This week’s Monday Morning Playbook spent a lot of time on energy and inflationary assets that have performed well over the past month, so I already wanted to dedicate some space to growth stocks. And right on cue, growth roared back to start this week with Alphabet, Adobe, and Tesla all gaining more than 4% yesterday.

The longer-term trends remain strong here. But I’ve been recommending a market-weight position for most growth sectors in light of those trends, contrasted with short-term signs of exhaustion and overly optimistic sentiment.

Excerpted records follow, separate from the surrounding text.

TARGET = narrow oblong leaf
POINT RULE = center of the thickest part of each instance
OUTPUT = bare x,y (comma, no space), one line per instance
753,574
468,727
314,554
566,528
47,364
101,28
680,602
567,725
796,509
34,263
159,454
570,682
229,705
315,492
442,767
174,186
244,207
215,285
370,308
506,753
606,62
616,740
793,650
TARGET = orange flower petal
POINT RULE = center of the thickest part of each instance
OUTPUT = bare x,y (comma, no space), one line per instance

Now that many of these growth ETFs have paused or underperformed for over a month, I think it’s timely to check in on them.

We’ll look at:

  • Growth and technology indexes

  • Major sectors

  • and focused ETFs


Indexes

QQQ: Nasdaq 100

QQQ remains in a strong uptrend and the only real quibble with the absolute chart is the bearish RSI divergence that could indicate some slowing momentum. If we get a pullback, there is plenty of support between current levels and the $407 level. But, I’m most focused on the relative chart. As shown below, the slope of the 1-month MA for the QQQ:SPY ratio is negative and the 3-month is close to also falling below zero. Both of those haven’t been negative since January 2023, when the relative chart bottomed.

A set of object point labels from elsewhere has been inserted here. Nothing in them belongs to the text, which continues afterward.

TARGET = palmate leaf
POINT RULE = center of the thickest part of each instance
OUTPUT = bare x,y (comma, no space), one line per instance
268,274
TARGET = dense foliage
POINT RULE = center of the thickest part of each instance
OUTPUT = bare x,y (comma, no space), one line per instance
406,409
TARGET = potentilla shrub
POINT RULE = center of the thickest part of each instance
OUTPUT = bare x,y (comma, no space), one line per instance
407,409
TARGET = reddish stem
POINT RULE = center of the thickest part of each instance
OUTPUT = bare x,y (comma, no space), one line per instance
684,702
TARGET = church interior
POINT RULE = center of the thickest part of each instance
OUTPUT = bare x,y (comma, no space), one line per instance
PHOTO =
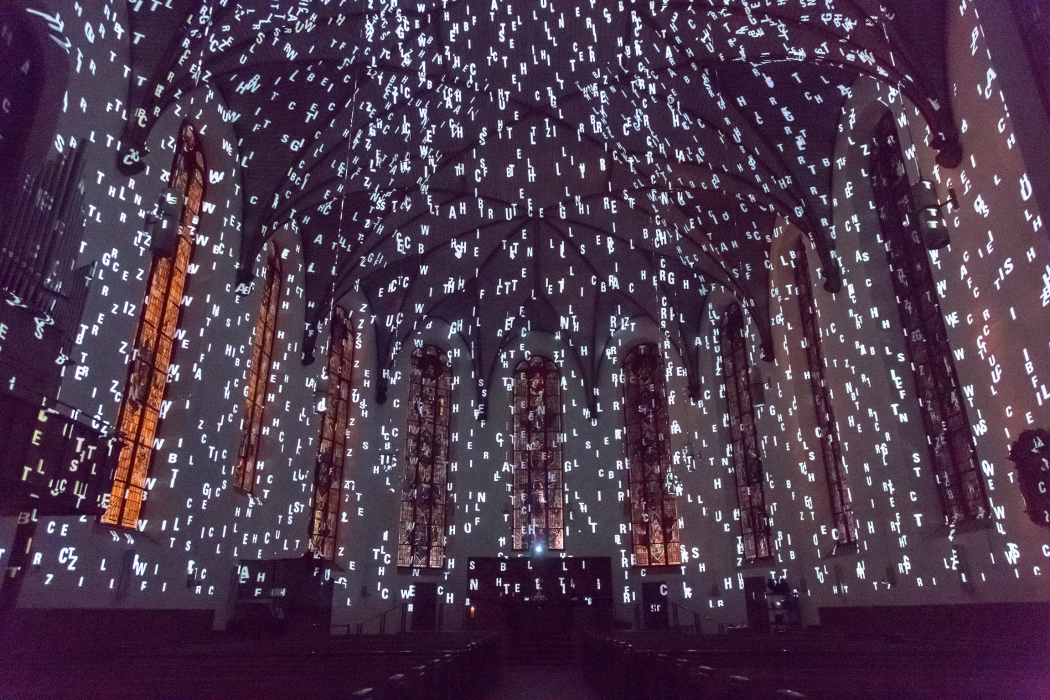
525,348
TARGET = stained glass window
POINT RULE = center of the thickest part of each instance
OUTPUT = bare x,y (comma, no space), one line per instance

IWF: iShares Russell 1000 Growth ETF

Despite the recent pause, large growth is still the best-performing corner of the style box, up 9.8% YTD. And of course, the chart looks similar to QQQ with a strong uptrend but negative RSI divergence. First support here is in the $305-$312 range.

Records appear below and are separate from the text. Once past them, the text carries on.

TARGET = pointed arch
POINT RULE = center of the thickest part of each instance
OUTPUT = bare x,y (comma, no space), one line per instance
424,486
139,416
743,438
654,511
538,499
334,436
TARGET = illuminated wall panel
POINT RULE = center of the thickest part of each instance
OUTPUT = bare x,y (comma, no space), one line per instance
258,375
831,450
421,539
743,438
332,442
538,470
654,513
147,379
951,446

IWO: iShares Russell 2000 Growth ETF

Small-cap growth is up 3.33% YTD but it’s only beating small-cap blend and small-cap value, demonstrating that the recent rotation still hasn’t made its way down the cap scale. IWO finds itself in a bit of a no-man’s land, having broken out from an 18-month base, but stuck below resistance from 2021. I think this could be a good entry point in absolute terms, but without any relative strength, I won’t allocate our ETF portfolios to it.